MooseFS performance scores high on InfiniBand Network
MooseFS showcases good performance on InfiniBand Network! In this article, we show how we tested MooseFS performance on InfiniBand Network and present what results the MooseFS has achieved.
We are excited to announce that tests were successfully conducted by Core Technology in cooperation with the Interdisciplinary Centre for Mathematical and Computational Modelling at the University of Warsaw, to check the performance of MooseFS over IPoIB configuration, demonstrating throughput numbers in single client and distributed setup environments. These tests were performed with MooseFS 4.0 software version but the results are also achievable with MooseFS 3.0.92+ version.
The tests show that the MooseFS distributed file system is able to achieve very good performance with IPoIB protocol. Also, we get to understand that the best performance can be achieved using at least 4 threads and block size of at least 64k. Block size is a very important aspect of TCP/IP network communication, especially for random operations.

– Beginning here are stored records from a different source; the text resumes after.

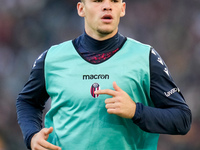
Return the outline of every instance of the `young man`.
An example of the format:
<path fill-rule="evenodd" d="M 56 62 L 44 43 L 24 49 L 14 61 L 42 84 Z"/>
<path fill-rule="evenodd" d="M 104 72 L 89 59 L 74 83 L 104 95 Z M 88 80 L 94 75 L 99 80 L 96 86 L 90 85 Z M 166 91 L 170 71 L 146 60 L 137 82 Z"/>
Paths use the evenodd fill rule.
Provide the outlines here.
<path fill-rule="evenodd" d="M 189 131 L 191 111 L 161 57 L 118 33 L 125 8 L 79 2 L 85 32 L 36 60 L 16 104 L 29 149 L 155 150 L 159 134 Z"/>

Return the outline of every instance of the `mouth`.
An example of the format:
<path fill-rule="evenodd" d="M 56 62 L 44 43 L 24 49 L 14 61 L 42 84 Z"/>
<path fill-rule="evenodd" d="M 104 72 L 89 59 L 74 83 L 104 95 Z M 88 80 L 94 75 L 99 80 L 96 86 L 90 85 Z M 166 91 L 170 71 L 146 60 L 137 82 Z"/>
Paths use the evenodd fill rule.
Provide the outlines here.
<path fill-rule="evenodd" d="M 105 23 L 110 23 L 113 20 L 113 17 L 112 15 L 106 14 L 106 15 L 103 15 L 101 20 Z"/>

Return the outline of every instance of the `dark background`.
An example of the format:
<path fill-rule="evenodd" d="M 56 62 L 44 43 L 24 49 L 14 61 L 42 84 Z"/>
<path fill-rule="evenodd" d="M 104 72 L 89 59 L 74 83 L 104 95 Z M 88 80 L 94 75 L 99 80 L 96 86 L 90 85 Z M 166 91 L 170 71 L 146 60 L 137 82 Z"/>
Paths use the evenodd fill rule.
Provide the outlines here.
<path fill-rule="evenodd" d="M 158 150 L 199 150 L 200 1 L 125 1 L 127 11 L 120 33 L 158 51 L 193 114 L 190 132 L 185 136 L 161 135 Z M 26 149 L 17 124 L 16 97 L 34 60 L 44 50 L 83 32 L 77 2 L 0 0 L 0 150 Z"/>

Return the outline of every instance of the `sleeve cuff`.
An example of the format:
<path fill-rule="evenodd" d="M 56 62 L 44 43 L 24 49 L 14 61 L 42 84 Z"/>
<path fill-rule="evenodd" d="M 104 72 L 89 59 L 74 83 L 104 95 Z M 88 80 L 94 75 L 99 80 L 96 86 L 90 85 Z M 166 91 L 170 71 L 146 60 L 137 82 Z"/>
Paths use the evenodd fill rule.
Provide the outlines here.
<path fill-rule="evenodd" d="M 143 111 L 143 104 L 142 103 L 136 103 L 135 115 L 132 118 L 134 123 L 139 123 L 140 122 L 142 111 Z"/>

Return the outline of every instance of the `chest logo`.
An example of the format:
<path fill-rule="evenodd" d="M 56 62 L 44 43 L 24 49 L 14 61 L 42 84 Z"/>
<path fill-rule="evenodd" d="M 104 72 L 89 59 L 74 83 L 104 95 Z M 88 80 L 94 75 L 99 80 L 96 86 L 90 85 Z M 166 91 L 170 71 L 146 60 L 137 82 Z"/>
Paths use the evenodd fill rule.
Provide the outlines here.
<path fill-rule="evenodd" d="M 94 94 L 95 91 L 100 90 L 100 85 L 98 83 L 93 83 L 91 88 L 90 88 L 90 93 L 92 95 L 92 97 L 97 98 L 99 97 L 98 94 Z"/>

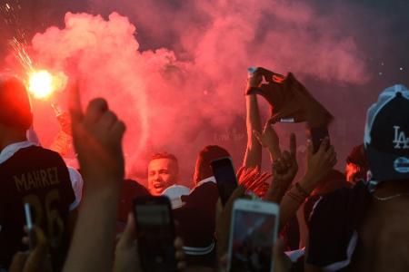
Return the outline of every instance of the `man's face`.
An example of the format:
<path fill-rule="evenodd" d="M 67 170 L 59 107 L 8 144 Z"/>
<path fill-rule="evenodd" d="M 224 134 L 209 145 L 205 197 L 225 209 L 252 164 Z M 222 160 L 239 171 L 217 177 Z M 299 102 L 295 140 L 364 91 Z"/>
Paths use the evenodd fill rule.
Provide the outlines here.
<path fill-rule="evenodd" d="M 177 181 L 177 164 L 169 159 L 155 159 L 148 165 L 148 189 L 152 195 L 160 195 Z"/>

The gathered data shows that not in all cases, increasing the number of threads increases MooseFS client performance. When we use block sizes greater than 128k the performance of sequential and random read/write does not increase more. However, increasing the number of threads very quickly leads to maximum throughput for sequential read and write. Also, random read performance increases up to 12 threads for 2048k blocks and is linear for a 16k block in whole test range from 1 to 16 threads.
All the results were achieved with IPoIB configuration. Native IB throughput achieved in such a setup is unparalleled. All tests proved that storage based on MooseFS with InfiniBand network was able to provide exceptional performance. MooseFS network defined storage is a perfect solution for HPC environment. The optimal power of MooseFS is noticeable with parallel operations on many distributed MooseFS clients. This is indeed a very good news for all the MooseFS users!
About ICM UW (Interdisciplinary Centre for Mathematical and Computational Modelling at University of Warsaw)
ICM UW is a leading data science facility in Central Europe. High-performance computers used for processing, analysis, visualization and advanced computing tasks are ICM specialty. ICM’s goal is to understand data and provide innovative solutions to organizations and institutions, taking advantage of their data science expertise.
For more information please visit: http://icm.edu.pl
The tests were conducted in Single Client and Distributed Client setup Environments.The below two sections provide us with the detailed analysis in these two setups.
Single client test
The following section provides single client test description and configuration details. Single client test means that in the whole MooseFS cluster setup, only one server was dedicated as MooseFS client. Benchmark was executed inside the MooseFS client mount point. Benchmark tool used in this test was IOzone software, version 3.465.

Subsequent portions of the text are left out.